# Found a GOAT in the junkyard!! :(



## 704dorlemans (Oct 15, 2013)

hey this isnt really a project post but i went to the junkyard (my second home lol) and on the way out spotted this tucked away in the back









at first i thought it was a lemans but i peeped at the vin tag and saw this









it appears to be a green exterior car with a column shift and split bench seat. the NJ climate had taken its toll on the car after 46 years and there was almost nothing left of it


































almost everyting was rotted on the car and what lenses were left were smashed and the endura bumper was destroyed.









i got excited and checked and it didnt have ram air headers so i was a bit bummed but its sucks to see a real GTO sitting in a junkyard in that condition


----------



## Instg8ter (Sep 28, 2010)

the washer fluid bottle still looks usable...:smile2:


----------



## Too Many Projects (Nov 15, 2008)

That bench seat is a rare find and worth a few bucks to a person doing a correct restoration. Many cars that came with the bench were converted to buckets.
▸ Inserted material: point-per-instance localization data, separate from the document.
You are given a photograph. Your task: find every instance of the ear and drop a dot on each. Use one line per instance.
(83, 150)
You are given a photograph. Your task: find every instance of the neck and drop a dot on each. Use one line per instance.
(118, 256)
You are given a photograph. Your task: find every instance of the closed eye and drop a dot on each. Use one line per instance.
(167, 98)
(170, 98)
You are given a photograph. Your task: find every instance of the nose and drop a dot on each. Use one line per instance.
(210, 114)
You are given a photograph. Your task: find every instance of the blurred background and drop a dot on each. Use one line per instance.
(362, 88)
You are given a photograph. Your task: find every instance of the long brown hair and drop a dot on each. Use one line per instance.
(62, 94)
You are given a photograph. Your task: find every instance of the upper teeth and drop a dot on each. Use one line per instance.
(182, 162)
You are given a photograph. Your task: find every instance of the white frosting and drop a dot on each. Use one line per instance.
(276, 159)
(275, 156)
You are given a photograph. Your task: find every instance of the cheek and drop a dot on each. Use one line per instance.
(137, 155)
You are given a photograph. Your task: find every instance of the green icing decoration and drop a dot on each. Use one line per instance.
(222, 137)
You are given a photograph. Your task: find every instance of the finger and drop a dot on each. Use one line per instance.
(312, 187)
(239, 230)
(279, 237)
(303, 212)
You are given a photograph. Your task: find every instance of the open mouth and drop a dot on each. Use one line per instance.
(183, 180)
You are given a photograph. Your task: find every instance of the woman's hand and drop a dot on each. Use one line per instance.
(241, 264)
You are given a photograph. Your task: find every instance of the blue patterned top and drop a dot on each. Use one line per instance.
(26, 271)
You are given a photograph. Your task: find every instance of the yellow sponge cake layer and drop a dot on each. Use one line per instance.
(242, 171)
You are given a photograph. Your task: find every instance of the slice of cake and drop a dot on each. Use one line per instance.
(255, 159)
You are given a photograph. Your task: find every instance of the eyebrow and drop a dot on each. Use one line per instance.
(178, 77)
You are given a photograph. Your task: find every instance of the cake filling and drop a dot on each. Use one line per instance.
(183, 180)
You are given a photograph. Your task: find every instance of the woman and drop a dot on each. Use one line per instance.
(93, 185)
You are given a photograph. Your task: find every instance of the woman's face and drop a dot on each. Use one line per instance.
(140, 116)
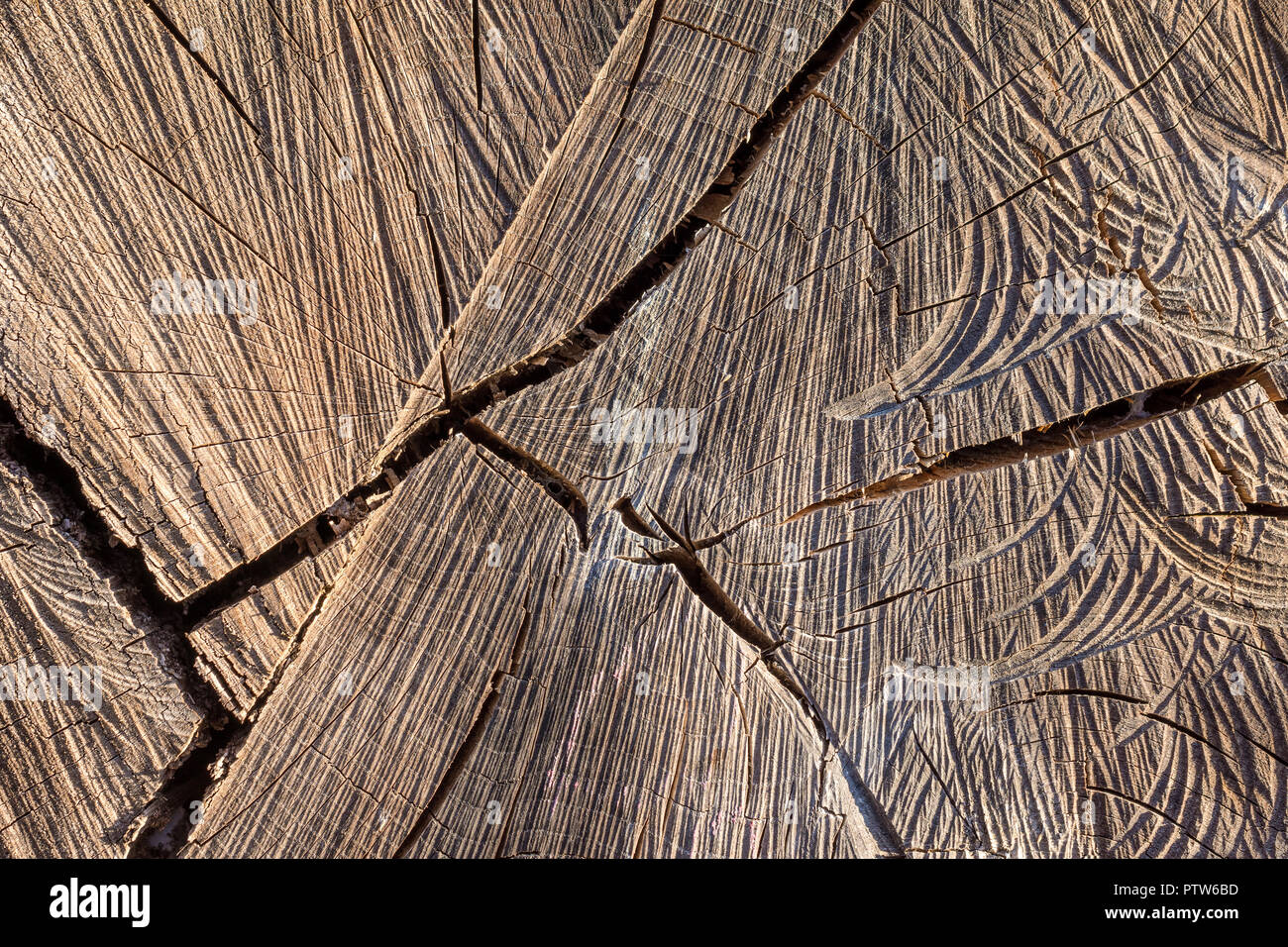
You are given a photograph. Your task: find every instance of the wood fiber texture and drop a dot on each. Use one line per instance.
(630, 407)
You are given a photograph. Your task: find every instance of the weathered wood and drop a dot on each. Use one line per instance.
(812, 244)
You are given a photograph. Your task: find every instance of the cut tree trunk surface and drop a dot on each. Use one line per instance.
(527, 428)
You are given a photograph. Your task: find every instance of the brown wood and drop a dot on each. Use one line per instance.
(375, 573)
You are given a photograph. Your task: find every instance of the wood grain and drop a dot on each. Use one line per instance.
(805, 245)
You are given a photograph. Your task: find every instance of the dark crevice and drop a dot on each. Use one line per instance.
(772, 655)
(170, 818)
(124, 567)
(398, 460)
(465, 750)
(478, 60)
(645, 48)
(552, 482)
(201, 60)
(632, 521)
(1070, 433)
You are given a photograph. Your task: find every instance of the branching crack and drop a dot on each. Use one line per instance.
(883, 839)
(1072, 433)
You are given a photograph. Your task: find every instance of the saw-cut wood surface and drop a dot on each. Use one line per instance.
(636, 405)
It also appears to be a 2 barrel engine. I could use the throttle cable bracket on the intake manifold and the thermostat housing...:smile2:

Might want to check the rear axle, but I doubt it is a posi with the low hp engine.


----------



## 704dorlemans (Oct 15, 2013)

well if anyone wants to go to middlesex new jersey its at absolute auto salvage


----------



## Nightshade 68 HO (Mar 11, 2014)

rear bumper looks like it can be a good core as long as there isn't any rot through


----------



## Matthew (Feb 11, 2011)

The color alone makes that a rare find.


----------